Simon Rich has taken this idea and run with it for thirty short stories about different aspects of love and, more specifically, the problems that arise from that word when things begin to go wrong. Like most anthologies, there are going to be some stories within that are better than others, and definitely there are some weak links in the chain here, but generally this is a very strong book from a great comic (Rich writes for Saturday Night Live). The stories are mostly told from a male point of view, and while some people may want to scream “Sexist!” at some of the ideas present, I think all of them, eventually, are supposed to show how ridiculous men are when it comes to their ideas of women. And, above everything else, the stories are all comedic and tongue-in-cheek.

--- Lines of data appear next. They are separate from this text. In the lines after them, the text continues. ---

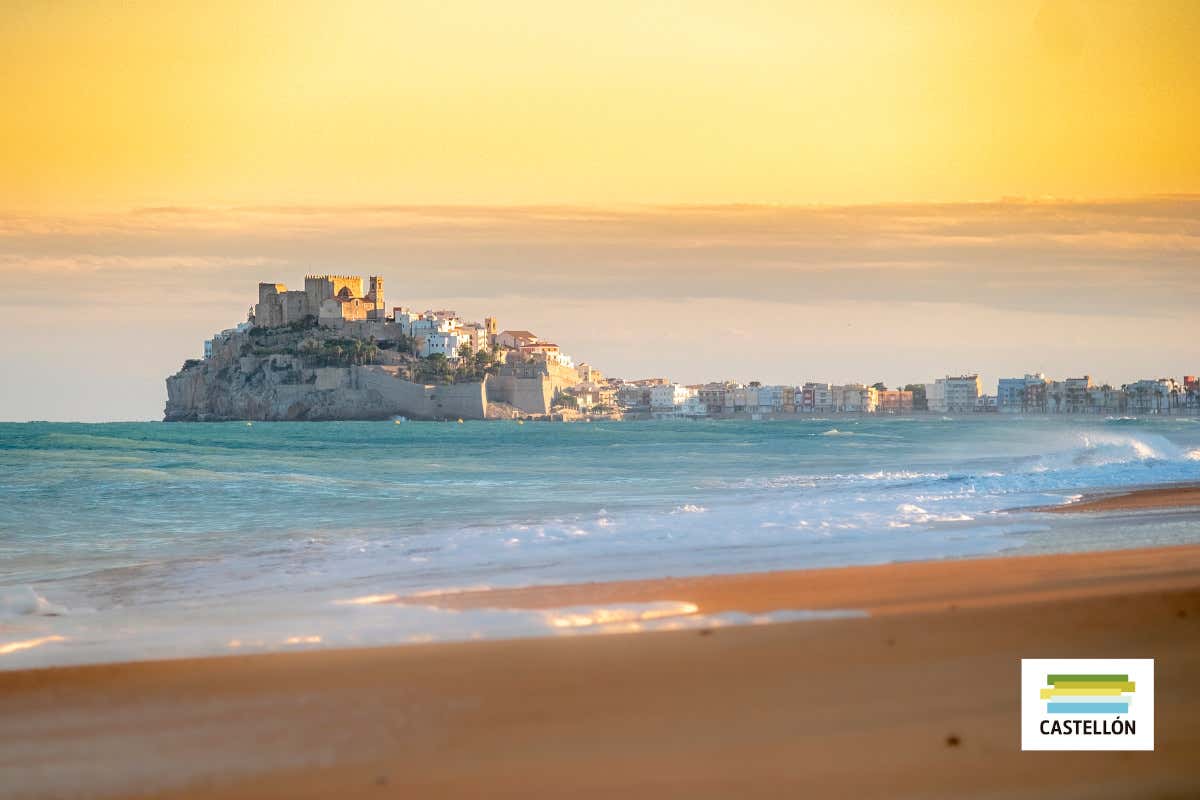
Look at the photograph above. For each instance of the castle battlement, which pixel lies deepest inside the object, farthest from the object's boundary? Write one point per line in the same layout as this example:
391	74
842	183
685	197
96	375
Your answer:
330	299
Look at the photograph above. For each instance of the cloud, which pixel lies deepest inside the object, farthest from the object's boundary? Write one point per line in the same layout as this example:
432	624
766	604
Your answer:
1015	253
901	292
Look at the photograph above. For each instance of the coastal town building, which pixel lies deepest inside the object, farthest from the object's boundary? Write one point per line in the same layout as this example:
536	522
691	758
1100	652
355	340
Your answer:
954	394
669	396
1021	395
895	401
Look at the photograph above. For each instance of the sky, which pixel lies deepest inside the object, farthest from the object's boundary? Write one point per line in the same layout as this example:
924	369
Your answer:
774	191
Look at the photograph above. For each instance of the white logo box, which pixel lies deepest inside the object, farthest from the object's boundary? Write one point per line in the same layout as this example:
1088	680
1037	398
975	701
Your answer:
1086	717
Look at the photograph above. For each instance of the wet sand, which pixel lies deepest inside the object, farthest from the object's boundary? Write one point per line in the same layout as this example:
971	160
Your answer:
917	701
1171	497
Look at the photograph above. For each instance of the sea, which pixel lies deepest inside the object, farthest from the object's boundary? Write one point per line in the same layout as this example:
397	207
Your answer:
150	540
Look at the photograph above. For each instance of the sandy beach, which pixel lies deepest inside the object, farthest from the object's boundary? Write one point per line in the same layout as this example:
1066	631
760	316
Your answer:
919	699
1171	497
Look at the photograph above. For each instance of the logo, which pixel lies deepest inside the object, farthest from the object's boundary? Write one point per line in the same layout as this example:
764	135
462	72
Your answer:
1087	703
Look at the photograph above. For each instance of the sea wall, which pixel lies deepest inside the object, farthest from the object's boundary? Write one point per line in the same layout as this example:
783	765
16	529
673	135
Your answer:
279	388
529	395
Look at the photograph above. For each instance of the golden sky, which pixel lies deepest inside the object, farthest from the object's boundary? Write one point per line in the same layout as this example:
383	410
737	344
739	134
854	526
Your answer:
787	184
114	106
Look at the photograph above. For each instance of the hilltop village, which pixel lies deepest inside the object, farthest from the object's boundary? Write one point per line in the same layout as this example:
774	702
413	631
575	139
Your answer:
334	352
331	350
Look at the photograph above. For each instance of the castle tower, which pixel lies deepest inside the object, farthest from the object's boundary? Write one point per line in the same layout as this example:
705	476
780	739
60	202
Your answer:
375	296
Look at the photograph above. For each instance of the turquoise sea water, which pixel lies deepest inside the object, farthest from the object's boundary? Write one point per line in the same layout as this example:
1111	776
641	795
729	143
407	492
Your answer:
147	540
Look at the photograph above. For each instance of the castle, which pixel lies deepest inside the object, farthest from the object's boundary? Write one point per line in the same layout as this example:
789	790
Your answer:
329	299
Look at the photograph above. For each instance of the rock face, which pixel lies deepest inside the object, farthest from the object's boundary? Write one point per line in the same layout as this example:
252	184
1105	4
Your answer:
233	385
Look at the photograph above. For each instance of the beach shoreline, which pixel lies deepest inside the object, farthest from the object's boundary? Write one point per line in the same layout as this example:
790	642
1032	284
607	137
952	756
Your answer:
1151	498
927	684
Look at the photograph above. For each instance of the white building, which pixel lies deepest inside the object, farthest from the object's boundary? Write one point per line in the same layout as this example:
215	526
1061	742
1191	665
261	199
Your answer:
1014	395
954	394
443	342
935	396
670	397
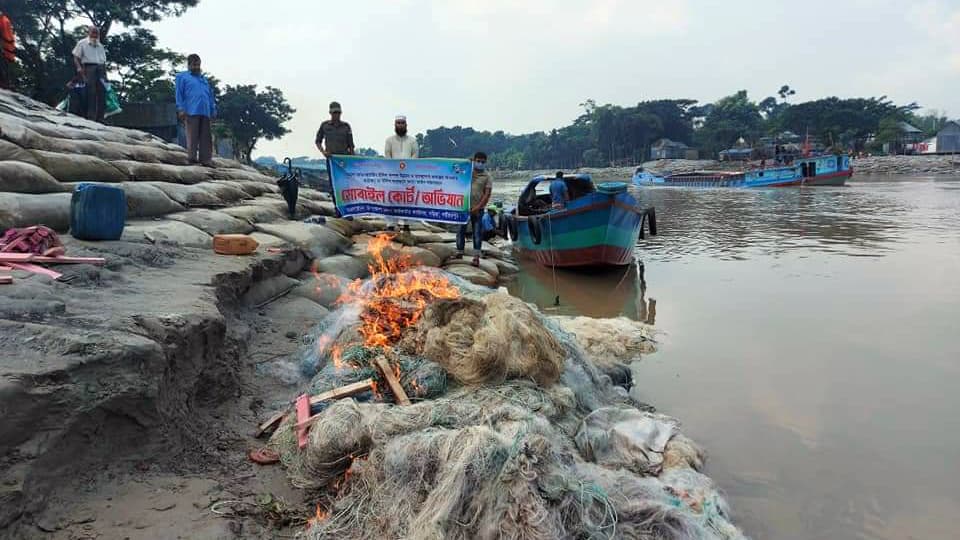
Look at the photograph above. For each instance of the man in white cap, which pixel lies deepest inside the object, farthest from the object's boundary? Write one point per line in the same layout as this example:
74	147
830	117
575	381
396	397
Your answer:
400	146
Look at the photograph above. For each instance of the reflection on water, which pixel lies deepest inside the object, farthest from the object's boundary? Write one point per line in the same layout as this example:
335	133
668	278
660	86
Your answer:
595	293
811	345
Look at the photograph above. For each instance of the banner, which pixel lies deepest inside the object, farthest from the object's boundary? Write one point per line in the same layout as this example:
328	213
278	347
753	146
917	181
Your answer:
430	189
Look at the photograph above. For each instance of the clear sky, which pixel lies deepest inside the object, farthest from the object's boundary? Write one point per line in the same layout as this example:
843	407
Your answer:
526	65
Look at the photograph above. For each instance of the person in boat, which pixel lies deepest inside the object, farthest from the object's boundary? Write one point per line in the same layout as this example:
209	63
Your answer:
559	194
9	53
481	187
196	107
335	137
400	146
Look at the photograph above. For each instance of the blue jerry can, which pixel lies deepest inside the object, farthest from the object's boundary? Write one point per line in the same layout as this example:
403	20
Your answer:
97	212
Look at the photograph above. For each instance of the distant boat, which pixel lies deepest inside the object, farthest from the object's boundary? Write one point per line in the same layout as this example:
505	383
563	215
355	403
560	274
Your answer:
827	170
599	226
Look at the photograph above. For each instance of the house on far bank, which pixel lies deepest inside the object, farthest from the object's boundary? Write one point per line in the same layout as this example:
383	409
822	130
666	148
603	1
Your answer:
948	139
667	149
158	119
908	138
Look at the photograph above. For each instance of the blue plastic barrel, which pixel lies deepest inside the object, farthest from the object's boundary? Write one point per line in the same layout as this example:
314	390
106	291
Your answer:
97	212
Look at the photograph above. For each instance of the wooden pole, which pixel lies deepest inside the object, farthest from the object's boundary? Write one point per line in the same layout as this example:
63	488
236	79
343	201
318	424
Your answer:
392	381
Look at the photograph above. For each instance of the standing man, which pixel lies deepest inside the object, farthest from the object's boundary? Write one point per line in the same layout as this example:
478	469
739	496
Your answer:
91	59
334	138
558	192
195	108
9	43
481	186
400	146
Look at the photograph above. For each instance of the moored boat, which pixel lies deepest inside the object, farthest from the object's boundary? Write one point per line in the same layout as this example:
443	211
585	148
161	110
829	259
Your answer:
598	226
826	170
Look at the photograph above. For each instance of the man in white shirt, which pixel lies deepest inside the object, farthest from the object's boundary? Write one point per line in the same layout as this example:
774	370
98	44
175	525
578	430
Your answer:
91	59
400	146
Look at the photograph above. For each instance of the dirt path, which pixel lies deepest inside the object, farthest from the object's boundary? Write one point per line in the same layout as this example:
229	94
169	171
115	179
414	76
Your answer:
218	493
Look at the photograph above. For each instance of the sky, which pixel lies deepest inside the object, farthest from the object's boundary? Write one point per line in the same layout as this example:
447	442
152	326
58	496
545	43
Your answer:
527	65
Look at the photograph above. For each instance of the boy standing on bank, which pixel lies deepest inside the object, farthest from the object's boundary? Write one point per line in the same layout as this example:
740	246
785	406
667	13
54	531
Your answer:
481	187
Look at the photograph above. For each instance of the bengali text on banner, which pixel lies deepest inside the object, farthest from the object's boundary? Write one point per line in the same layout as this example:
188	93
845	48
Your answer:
430	189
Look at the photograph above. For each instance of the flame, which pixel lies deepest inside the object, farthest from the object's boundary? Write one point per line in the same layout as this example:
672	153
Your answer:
319	516
396	297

I’ll pick out a couple of my favourite stories and discuss.

“Set Up” a great story about a chap in his thirties who, realising that all of his friends are getting married, asks them to set him up with someone which they delight in doing. Only, when it comes to meeting the girl, he discovers that she is a two foot six troll who usually lives under the Manhattan Bridge and doesn’t speak English. Concerned as he is, his friends apparently don’t understand the problem and become offended when he kicks her after she tries to bite his leg.

“The Adventure of the Spotted Tie” is about Holmes and Watson. While Holmes can tell with a glance that Watson has lost money at the dog track that day, he is completely unable to understand why a spotted tie would have appeared in the overnight bag of his girlfriend Alyssa. While Watson thinks it’s obvious, the great detective is stumped, theorising that someone must be trying to subvert the fabric tariff by smuggling clothes into the country.

“Wishes” has a woman come home to find her husband in talks with a genie, having used up forty-eight of his fifty wishes for sex, with the genie on hand to dole out some wise words about the nature of men.

“Unprotected” is, perhaps, the gem, and the first story in the collection. It is told from the point of view of a condom (yes, that’s right) who lives inside a wallet with his friends Learner Permit, Blockbuster Video, Visa and the dollars, who keep coming and going. It’s a brilliant creation, that character, who when told by MetroCard what his purpose in life is states, “I am too embarrassed to admit truth, which is that I thought I was a balloon.”

Alongside this fantastically naive condom, we also find Charles Darwin figuring out natural selection, a man getting maried to Mother Teresa, the Sex Aliens from Planet Sex, a hip-hop loving Cupid, modern day sirens, Santa Claus avoiding his “marriage of convenience” and, of course, the titular last girlfriend on Earth.

A great collection and worth a read for anyone who is or thinks they might be in love.